Les députés européens ont adopté mercredi une loi, baptisée "directive retour". Elle a pour objectif de faciliter les départs volontaires des ressortissants
étrangers en situation irrégulière dans l'UE. Dans le cas contraire, elle prévoit aussi leur expulsion avec une durée de
rétention maximale de 18 mois et un bannissement de cinq ans après
expulsion. Elle n'interdit pas l'expulsion des mineurs.
De nombreuses contestations se font entendre. Certains reprochent une perte de liberté des Etats :
"Actuellement, n'importe quel pays de l'UE est en mesure de renforcer sa législation.

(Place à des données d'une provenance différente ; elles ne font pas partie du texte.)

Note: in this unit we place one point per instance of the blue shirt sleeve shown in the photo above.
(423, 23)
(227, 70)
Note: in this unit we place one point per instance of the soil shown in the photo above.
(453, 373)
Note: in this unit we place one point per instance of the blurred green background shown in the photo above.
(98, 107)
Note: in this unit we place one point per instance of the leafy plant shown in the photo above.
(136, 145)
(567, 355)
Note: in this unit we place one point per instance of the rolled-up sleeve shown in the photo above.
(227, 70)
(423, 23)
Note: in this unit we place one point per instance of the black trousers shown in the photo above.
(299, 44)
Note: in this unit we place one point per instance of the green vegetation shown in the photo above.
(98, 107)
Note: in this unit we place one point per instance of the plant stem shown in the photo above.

Le vote d'aujourd'hui l'empêchera de le faire au-delà de certains standards minimaux".
Monseigneur Agostino Marchetto, secrétaire du Conseil pontifical pour la pastorale des migrants et des personnes en déplacement s'est exprimé sur la question en précisant qu'il ne parlait pas au nom de l'Eglise, mais en son nom propre :
"Je ne pense pas que nous soyons hostiles à la volonté européenne de réguler les flux migratoires, mais pas au prix d’une orientation à la baisse sur la question des droits de l’homme".
Après avoir rappelé combien il respectait les responsabilités temporelles, il précise néanmoins une tendance européenne au "durcissement" des peines pour tous les citoyens :
"Les citoyens des pays tiers, tout comme les citoyens communautaires, ne devraient pas être privés de la liberté personnelle, ou sujets de peines de détention, à cause d’infractions de type administratif".
Il conclut par un juste rappel des fondements culturels abandonnés par l'Europe :
"Je comprends que les flux migratoires actuels créent de plus grandes difficultés, mais je note avec beaucoup de tristesse un affaiblissement des valeurs qui, après la Seconde Guerre mondiale, avaient conduit à la rédaction de la Charte des droits authentiques de l’homme.
Un supplément d’âme est donc nécessaire, y compris pour l’Union européenne. Un coup de rein pour dépasser la limite sous laquelle il n’y a plus d’humanisme…Si l’on ne réussit pas, se confirmerait notre préoccupation pour l’avenir : si l’Europe perd son rôle de porte-drapeau des droits humains authentique, avec des applications à l’intérieur même de l’Europe, qu’est-ce qui lui restera dans le contexte des grandes puissances existantes ou émergentes ? Le produit intérieur brut pourra-t-il suffire ? Nous ne devons à aucun prix criminaliser les migrants pour le seul fait qu’ils sont des migrants".
Monseigneur Marchetto reste à sa place d'homme d'Église sans se prononcer sur le prudentiel en s'abstenant de juger du bien-fondé politique ou sociale de ces décisions et ses propos ne contredisent évidemment pas la Doctrine sociale de l'Église : il reconnaît le droit des États à gérer les flux migratoires (CDSE par. 298) et insiste, comme Benoît XVI le fit, sur leur devoir inconditionnel de respecter la dignité de la personne humaine (CDSE par. 108 et suivants).
Mais surtout, l'Union européenne y est montrée du doigt car les mesures adoptées sont jugées trop fortes (détention jusqu'à 18 mois) au regard d' "infractions de type administratif" : la dureté et le manque de respect des "droits humains fondamentaux" (au sens de la doctrine sociale de l'Eglise et de Benoît XVI) par l'UE même pour ses propres ressortissants "préoccupent" le prélat et... bien d'autres.
C'est bien cet avertissement qui devrait nous préoccuper aussi : l'Europe, sans âme et sans fondements moraux, perd progressivement ses références humaines qu'elle doit à ses racines chrétiennes. Elle est ainsi engagée sur une voie qui renie de plus en plus la dignité de la personne humaine, un des piliers de la Doctrine sociale de l'Église. Et ses errements nous concernent.